Task-agnostic Decision Transformer for Multi-type Agent Control with Federated Split Training
Zhiyuan Wang, Bokui Chen, Xiaoyang Qu, Zhenhou Hong, Jing Xiao, Jianzong Wang
TL;DR
This paper tackles the challenge of coordinating multiple heterogeneous agents in offline reinforcement learning under privacy constraints, where state and action spaces vary across agents. It introduces the Federated Split Decision Transformer (FSDT), a two-stage training framework that keeps local embedding and prediction models on clients while employing a server-side Transformer decoder to synthesize cross-agent information for action prediction, effectively handling multi-type agents. The approach demonstrates superior performance on the D4RL benchmarks with reduced communication and computation overhead compared to centralized training, highlighting its potential for privacy-preserving, efficient training in autonomous driving decision systems. By leveraging split learning and a server-side transformer, FSDT enables scalable, type-agnostic decision-making across distributed offline data, with strong practical implications for real-world multi-agent control tasks.
Abstract
With the rapid advancements in artificial intelligence, the development of knowledgeable and personalized agents has become increasingly prevalent. However, the inherent variability in state variables and action spaces among personalized agents poses significant aggregation challenges for traditional federated learning algorithms.
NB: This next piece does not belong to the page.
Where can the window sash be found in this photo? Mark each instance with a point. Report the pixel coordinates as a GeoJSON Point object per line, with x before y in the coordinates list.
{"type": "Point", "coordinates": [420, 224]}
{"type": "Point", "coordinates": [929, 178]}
To tackle these challenges, we introduce the Federated Split Decision Transformer (FSDT), an innovative framework designed explicitly for AI agent decision tasks. The FSDT framework excels at navigating the intricacies of personalized agents by harnessing distributed data for training while preserving data privacy. It employs a two-stage training process, with local embedding and prediction models on client agents and a global transformer decoder model on the server. Our comprehensive evaluation using the benchmark D4RL dataset highlights the superior performance of our algorithm in federated split learning for personalized agents, coupled with significant reductions in communication and computational overhead compared to traditional centralized training approaches. The FSDT framework demonstrates strong potential for enabling efficient and privacy-preserving collaborative learning in applications such as autonomous driving decision systems. Our findings underscore the efficacy of the FSDT framework in effectively leveraging distributed offline reinforcement learning data to enable powerful multi-type agent decision systems.